Sliced pears on the dehydrator tray.
  1. Instant oatmeal — I mix it with some regular oatmeal to give it a little extra texture.
  2. Couscous — Very inexpensive, and a few cups dry (enough for a couple of meals) vacuum seals down to a pretty small size and calorie dense.
  3. Dried cranberries, papaya, pineapple, and raisins — You know, there’s only so much dehydrating you can do at home. Found these on sale and saved some money buying them in bulk.
  4. Vegetable soup mix — A prepared vegetable soup in bulk with all sorts of things in it, plus a soup base. In addition to just having some soup, it’ll be a great addition to couscous, rice, mashed potatoes, ramen, or pasta for a little extra flavor.
  5. Powdered Milk — Technically not in the bulk food section, I bought a large can of Nido instant milk. It’s whole milk instead of the lowfat milk you usually get, and is actually quite good on its own. I’ll use this for coffee, hot chocolate, mashed potatoes, alfredo sauce packets, mac and cheese, granola, or pretty much anything that needs a little extra creaminess and some extra calories and protein.
Dry foods vacuum sealed and labelled.

Now that it’s packaged, I need to work on getting it into resupply boxes to send to myself. I think I may have already gone overboard, but the goal is to get at least 6 resupply boxes ready, and email my trail boss a couple of weeks in advance when I need one sent ahead. More on resupply boxes later!

4 thoughts on “Food on the Trail

    1. Haha unfortunately not. However there are a number of breweries along the trail that I hope to check out! For weight reasons, whiskey has more pop/oz if you have to carry it.

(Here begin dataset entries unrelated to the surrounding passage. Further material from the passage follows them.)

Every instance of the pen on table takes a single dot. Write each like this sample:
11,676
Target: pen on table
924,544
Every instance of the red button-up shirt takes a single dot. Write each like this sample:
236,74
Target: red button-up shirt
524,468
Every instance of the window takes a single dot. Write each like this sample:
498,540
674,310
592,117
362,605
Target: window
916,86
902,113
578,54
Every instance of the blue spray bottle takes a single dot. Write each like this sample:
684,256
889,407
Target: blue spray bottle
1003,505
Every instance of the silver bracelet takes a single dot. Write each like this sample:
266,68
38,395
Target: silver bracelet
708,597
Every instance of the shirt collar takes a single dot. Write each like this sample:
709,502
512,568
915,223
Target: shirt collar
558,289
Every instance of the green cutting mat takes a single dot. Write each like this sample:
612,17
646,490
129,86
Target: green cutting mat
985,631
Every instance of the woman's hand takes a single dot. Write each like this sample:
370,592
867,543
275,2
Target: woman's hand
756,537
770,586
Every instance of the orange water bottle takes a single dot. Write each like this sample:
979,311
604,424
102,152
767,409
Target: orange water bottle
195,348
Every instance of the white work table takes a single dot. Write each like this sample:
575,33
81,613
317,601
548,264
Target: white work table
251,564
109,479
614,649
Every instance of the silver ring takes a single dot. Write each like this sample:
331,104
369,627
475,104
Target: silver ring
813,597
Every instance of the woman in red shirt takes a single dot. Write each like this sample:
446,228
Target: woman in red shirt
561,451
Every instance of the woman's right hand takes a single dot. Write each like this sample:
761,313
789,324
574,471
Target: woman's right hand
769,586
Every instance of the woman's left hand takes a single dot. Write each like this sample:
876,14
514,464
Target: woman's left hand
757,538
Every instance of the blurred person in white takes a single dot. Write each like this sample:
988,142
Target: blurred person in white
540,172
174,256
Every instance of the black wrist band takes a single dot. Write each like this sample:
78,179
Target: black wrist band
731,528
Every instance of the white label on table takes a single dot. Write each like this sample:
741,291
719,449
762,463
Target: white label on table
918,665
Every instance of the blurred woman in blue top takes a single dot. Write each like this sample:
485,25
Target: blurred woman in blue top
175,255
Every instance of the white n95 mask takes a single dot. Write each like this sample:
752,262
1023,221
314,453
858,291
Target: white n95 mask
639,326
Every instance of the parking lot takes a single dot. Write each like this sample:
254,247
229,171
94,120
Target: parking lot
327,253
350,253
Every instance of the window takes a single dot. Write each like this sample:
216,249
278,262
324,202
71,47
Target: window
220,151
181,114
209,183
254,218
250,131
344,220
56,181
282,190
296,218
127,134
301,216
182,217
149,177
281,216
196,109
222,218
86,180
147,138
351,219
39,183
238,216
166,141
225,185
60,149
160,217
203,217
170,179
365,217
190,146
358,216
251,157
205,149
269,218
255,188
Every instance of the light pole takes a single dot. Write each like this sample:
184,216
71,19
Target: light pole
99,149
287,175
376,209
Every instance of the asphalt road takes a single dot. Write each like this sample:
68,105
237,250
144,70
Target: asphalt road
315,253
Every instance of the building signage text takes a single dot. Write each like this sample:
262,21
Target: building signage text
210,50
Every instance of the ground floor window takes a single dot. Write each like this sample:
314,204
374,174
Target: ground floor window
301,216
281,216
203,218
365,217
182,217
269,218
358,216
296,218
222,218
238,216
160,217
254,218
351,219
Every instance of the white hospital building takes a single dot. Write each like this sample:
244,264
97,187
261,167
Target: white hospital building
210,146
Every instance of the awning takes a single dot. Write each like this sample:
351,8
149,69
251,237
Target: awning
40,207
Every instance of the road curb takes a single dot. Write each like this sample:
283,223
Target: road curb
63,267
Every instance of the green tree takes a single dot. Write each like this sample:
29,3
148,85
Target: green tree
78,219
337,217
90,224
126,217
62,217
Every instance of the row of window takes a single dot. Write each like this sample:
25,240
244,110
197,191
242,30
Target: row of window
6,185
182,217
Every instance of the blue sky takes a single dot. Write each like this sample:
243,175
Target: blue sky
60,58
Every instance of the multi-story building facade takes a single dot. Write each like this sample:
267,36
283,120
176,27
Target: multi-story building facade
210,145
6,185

    1. I plan to pack 4-5 days of food for the initial hike from Amicalola Falls (the approach trail to Springer Mountain, the official southern terminus) to Neel Gap which is the first significant resupply point. Much of what I get will be from grocery stores, outfitters, and even gas stations (when necessary) along the trail. I’ll hope to only need to send myself resupply boxes for places that are particularly difficult to resupply at. The first will likely go the village at Fontana Dam, right before entering the Smokeys.